Ese mismo día empecé la quimioterapia. Estuve internada unos días y después seguí el tratamiento de manera ambulatoria en mi casa, me internaba solamente para hacer la quimioterapia y volvía, salvo cuando tenía complicaciones propias de las leucemias, como infecciones o problemas respiratorios.

-¿Fue entonces cuando se produjo el transplante?

-Después del proceso de quimioterapia, estimularon mi médula, recolectaron células madre (llamadas hematopoyéticas o progenitoras), las congelaron, volvieron a dejar en cero mi médula y ahí me las volvieron a trasfundir hasta que todo volvió a funcionar normalmente.

-Eso significa que te curaste completamente…

-Sí, yo solamente me hago estudios hematológicos para chequear que todo siga funcionando bien, pero ya no me hago más punciones medulares ni de huesos porque como los estudios de sangre están correctos, no hay necesidad de volver a punzarme.

-¿Te recomiendan algún cuidado en especial?

-Mi vida es común, como antes de la enfermedad. Los recaudos son por la limpieza, hay lugares que no puedo visitar por el riesgo de las enfermedades endémicas, sigo un nuevo esquema de vacunación, desde cero, como si fuera un niño. Además, si no estoy en mi casa me tengo que cuidar con algunas comidas como verduras crudas o el sushi, que es sin cocción.

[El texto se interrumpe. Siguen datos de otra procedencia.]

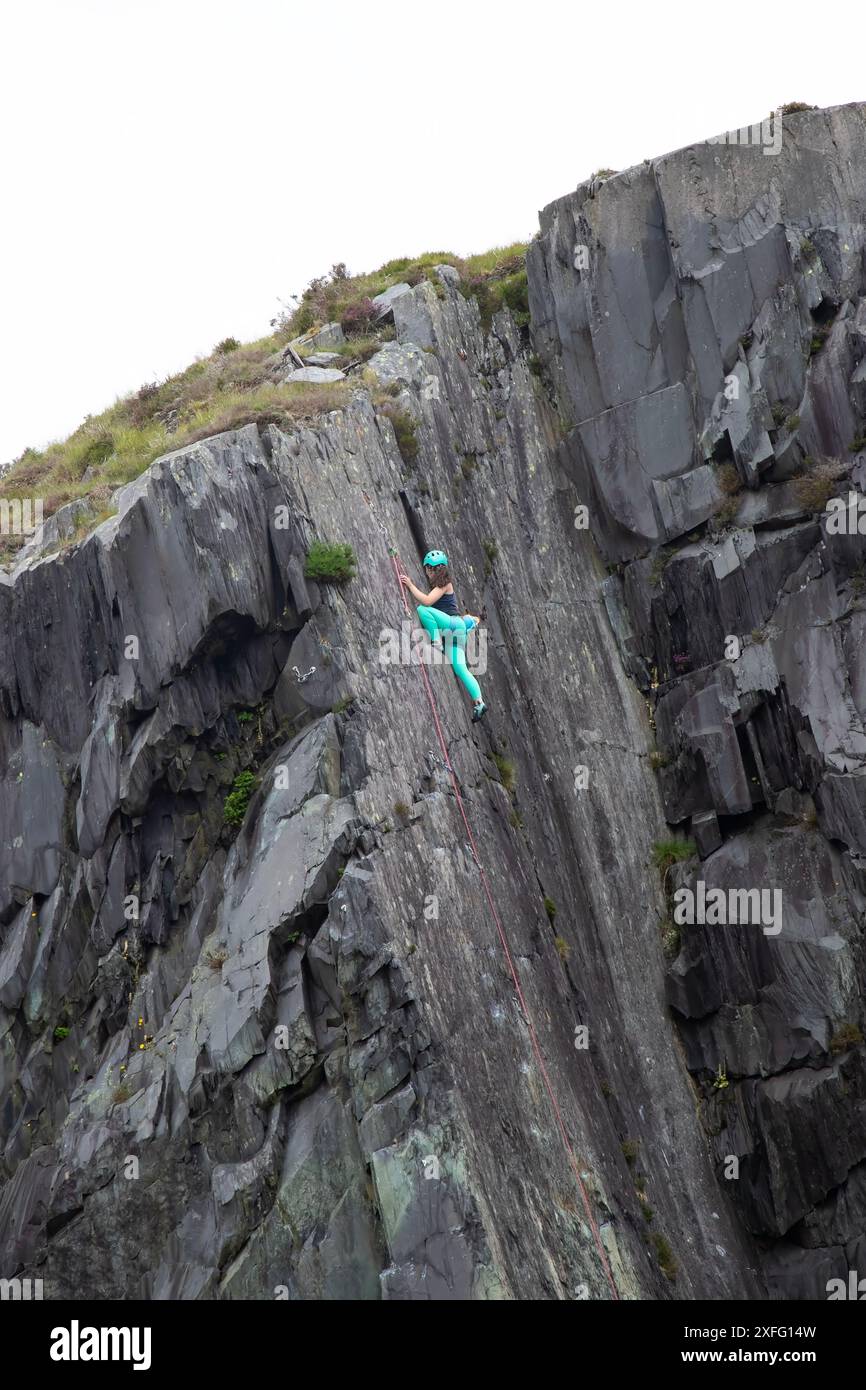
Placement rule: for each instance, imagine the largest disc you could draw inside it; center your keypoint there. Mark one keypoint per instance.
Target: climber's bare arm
(416, 592)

Tengo que tener menos cuidado que las personas con trasplante de un donante vivo, porque ellos pueden sufrir rechazos.

 

La historia de Andrea, que cuando se enfermó trabajaba como asesora de la diputada Karina Spalla (PRO), motivó en gran parte la aprobación en 2014 de un proyecto para declarar el 1º de abril como el Día del Donante de Médula Ósea.

Al mismo tiempo, se votó la creación de la Semana de Información, Divulgación y Concientización sobre la Donación Voluntaria de Médula Ósea que se realiza hasta hoy la última semana de marzo.

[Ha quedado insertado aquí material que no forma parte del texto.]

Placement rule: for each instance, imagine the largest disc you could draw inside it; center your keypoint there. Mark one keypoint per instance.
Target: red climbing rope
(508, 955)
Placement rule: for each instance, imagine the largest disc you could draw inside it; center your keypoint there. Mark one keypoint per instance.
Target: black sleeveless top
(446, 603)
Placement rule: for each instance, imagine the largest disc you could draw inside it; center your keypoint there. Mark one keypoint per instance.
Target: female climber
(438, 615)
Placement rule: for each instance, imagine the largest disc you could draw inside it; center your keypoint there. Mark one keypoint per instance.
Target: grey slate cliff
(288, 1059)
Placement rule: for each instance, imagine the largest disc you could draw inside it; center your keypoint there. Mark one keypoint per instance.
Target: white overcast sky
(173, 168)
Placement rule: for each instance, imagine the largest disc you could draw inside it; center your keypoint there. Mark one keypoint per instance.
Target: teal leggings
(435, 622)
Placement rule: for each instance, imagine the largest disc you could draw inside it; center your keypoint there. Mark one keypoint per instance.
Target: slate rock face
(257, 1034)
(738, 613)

“Esta ley que acabamos de votar fue iniciativa de una asesora de nuestro bloque, el PRO, que durante todo el año pasado mostró grandeza, coraje y todo lo que una mujer aguerrida enfrenta cuando la vida la expone a situaciones como las que vivió”, había dicho sobre Andrea la propia Spalla durante la sesión.

-¿Cuál es la importancia de que haya un Banco de donantes?

-Como la posibilidad de ser compatible con alguien es muy remota, hay un banco de donantes voluntarios de médula ósea que existe en el país y a nivel mundial. Sólo en caso de ser compatible, se cita al donante para que se haga el procedimiento.

La donación de médula es por sangre, lo que te extraen es como si fuera una transfusión, por lo que –pasado un tiempo prudencial- podés volver a donar.

-¿Cómo se vive siendo transplantada?

-Es un proceso largo y bastante difícil. Por suerte la mente humana tiene la capacidad de olvidar todo aquello que no quiere acordarse. Dicen que la pasé bastante mal, yo no recuerdo tanto.

Obviamente, hubo momentos en que me desanimé, que me sentía físicamente muy mal, pero también tuve bastante ayuda familia, de amigos, profesional, apoyo psicológico con una terapeuta especializada en sostener en esas situaciones.

En general, tuve una actitud bastante positiva de aferrarme al porcentaje de chances de curación que tenía. Tengo muchísimos motivos para pelear y seguir viviendo. Creo que ni me lo planteé, puse lo mejor de mí y traté de luchar poniéndome del lado de que me iba a curar.